現在なら緑化と称して芝や街路樹を植えたりするが、中世に緑化という概念など存在しない。自宅の庭に草花を植えることはあっても、道端に植物を植えたりはしないだろう。また、「若草」というのはさまざまな種類の植物の集合体だろうから、「芝(野芝)」1種だけをピックアップして愛でるというのは考えづらい。だから、「道の芝草」や「みちしば」は、人が植えた「シバ」ではなく、勝手に生えていたものだろうし、またそれが「芝(野芝)」を指しているとは言えないだろう。新古今和歌集の現代訳の中には「みちしば」は「路傍の雑草」としているものもある。

「しば(シバ)」と記載があっても、それが「芝(野芝)」そのものを指しているわけではないことを頭の隅にでも入れておいていただきたい。我々は西洋風の庭園の芝(外来種が多いのだが)に慣れてしまっているので、同じ感覚で中世のことを考えてしまう場合がある。そもそも在来種の「野芝」は繁殖力が弱く、奈良県における「野芝」の自生地は若草山だけだという。ここで面白い話題を一つ。「野芝」の種子の発芽率は10%ほどだが、種子が鹿に食べられて糞と一緒に排出(消化されないのである)されると発芽率がグンと上がるそうだ。

13世紀の末頃の書物に「作庭記」というのがある。日本最古(世界最古らしいが)の庭づくり(ガーデニング)の解説書のようなものである。「枯山水」という言葉を作ったのもこの書だ。ただし、この本は普通の庭作りの話ではなく、貴族や権力者向けなのでスケールが桁違いである。池を作るのはデフォのようで、それを海に見立てるか、大河と見るか、また、湖沼とするかで作庭のスタイルが違ったりする。それに伴って滝を作ったり小川を再現したりと、とにかく大掛かりなのである。

その書物の中に、木々を植えたらその下に「しばをもふせ」と記述がある(杜島を作る際の注意点の一つ。「杜島」は平坦な地面に作る小山のようなものらしい。地面を水面に見立てたのだろう)。この「しば」が「芝(野芝)」の可能性がある。この書物に出てくる植物(木は除く)を挙げると、「水草」として芦、まこも、菖蒲(菖蒲湯に浮かべる方の植物。アヤメではないので注意)、カキツバタがあり、その他に山野草、小笹、やますげ(イネ科の植物だと思ったら「ヤブラン」のことらしい。本当かな。昔と今じゃ呼び方が違うものがあるしなあ)、苔がある。
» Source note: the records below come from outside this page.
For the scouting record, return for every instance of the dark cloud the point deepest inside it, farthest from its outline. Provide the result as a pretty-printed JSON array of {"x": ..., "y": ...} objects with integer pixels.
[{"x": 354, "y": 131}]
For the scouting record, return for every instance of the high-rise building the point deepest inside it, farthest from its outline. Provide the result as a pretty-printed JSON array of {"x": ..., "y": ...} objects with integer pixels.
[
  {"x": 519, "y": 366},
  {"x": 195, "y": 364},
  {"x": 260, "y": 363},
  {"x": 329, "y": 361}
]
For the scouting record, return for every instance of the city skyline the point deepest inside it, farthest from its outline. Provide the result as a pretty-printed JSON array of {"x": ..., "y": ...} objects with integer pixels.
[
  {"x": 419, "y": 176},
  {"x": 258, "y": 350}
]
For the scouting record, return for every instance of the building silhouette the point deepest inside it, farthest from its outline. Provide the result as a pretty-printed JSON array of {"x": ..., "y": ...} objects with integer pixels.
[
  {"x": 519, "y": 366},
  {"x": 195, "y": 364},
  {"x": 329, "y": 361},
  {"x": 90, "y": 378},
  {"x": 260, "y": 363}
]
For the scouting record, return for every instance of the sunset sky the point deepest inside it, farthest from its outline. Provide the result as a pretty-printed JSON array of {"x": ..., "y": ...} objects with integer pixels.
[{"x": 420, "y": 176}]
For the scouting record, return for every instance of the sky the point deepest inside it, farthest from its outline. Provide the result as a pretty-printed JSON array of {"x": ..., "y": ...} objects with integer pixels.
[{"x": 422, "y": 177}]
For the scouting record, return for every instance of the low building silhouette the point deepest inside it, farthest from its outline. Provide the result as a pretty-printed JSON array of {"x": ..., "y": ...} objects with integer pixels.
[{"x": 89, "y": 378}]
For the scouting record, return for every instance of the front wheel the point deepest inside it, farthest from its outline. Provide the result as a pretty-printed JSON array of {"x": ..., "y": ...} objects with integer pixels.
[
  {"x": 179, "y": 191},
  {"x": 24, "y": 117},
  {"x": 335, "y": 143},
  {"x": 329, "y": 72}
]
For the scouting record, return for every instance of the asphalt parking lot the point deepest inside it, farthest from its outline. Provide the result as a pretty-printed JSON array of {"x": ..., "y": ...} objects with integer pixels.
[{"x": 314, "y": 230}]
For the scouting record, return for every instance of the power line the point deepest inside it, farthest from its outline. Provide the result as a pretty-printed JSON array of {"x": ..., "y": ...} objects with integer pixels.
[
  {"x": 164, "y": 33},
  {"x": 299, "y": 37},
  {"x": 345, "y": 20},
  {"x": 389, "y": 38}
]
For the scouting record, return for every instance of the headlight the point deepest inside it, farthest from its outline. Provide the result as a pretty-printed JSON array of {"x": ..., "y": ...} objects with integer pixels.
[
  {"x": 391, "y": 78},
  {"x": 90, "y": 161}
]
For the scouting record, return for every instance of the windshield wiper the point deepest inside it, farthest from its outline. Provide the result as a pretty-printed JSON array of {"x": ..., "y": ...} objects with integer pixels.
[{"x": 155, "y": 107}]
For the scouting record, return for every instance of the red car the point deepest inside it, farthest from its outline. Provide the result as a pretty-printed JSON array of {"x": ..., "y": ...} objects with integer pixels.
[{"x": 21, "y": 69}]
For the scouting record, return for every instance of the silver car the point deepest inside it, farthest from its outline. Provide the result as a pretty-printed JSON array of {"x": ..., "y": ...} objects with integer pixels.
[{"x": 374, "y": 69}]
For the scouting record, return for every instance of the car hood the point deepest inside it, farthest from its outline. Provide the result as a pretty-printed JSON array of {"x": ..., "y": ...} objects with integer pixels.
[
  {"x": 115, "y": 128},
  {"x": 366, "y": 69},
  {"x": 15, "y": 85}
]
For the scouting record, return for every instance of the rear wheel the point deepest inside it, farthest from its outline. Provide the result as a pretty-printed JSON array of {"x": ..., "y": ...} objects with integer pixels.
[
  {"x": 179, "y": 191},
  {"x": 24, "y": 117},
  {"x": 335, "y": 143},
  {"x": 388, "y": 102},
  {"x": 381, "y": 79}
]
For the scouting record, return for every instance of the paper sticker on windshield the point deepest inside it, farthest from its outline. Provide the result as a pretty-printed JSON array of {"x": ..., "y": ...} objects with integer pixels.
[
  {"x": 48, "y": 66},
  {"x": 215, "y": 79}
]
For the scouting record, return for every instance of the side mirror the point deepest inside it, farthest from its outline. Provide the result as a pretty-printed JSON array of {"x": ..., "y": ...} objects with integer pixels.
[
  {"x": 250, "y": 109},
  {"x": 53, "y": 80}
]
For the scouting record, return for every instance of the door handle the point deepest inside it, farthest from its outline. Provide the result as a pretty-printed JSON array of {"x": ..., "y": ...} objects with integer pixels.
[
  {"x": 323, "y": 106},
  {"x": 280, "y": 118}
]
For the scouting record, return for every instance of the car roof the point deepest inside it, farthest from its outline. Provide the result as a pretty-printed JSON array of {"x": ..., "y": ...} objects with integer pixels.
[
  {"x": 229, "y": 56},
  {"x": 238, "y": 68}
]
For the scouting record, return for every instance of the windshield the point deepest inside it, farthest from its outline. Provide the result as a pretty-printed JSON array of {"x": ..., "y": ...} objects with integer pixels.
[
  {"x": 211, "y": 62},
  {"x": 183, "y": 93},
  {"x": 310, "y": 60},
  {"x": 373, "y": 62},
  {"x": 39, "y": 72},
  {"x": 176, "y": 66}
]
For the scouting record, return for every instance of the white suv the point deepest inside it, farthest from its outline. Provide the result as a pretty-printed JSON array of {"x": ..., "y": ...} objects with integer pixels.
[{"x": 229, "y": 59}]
ここまで詳しく植物の指定がされているのなら、この「しば」は背の低いイネ科の総称のことではなく、「芝=野芝」そのものを指しているのかもしれない。それに「しばをもふせ」の「ふせ」は、背の高い植物ではなく低い草丈の植物に対する指示のような感じがするのだ。時代を考えず強引なのを承知で言うと、今のシバはシート状になって売られていることがあり、それをペタッと地面に張る動作は「ふせ」という表現がぴったりである。

もし、これが「芝(野芝)」を指しているのなら、この頃になって初めて他の背の低いイネ科との区別をつけるようになったといえる。つまり「芝(野芝)」に価値を見出したのである。だが、残念なことだが、上記に挙げた事柄は個人の虚しい想像でしかない。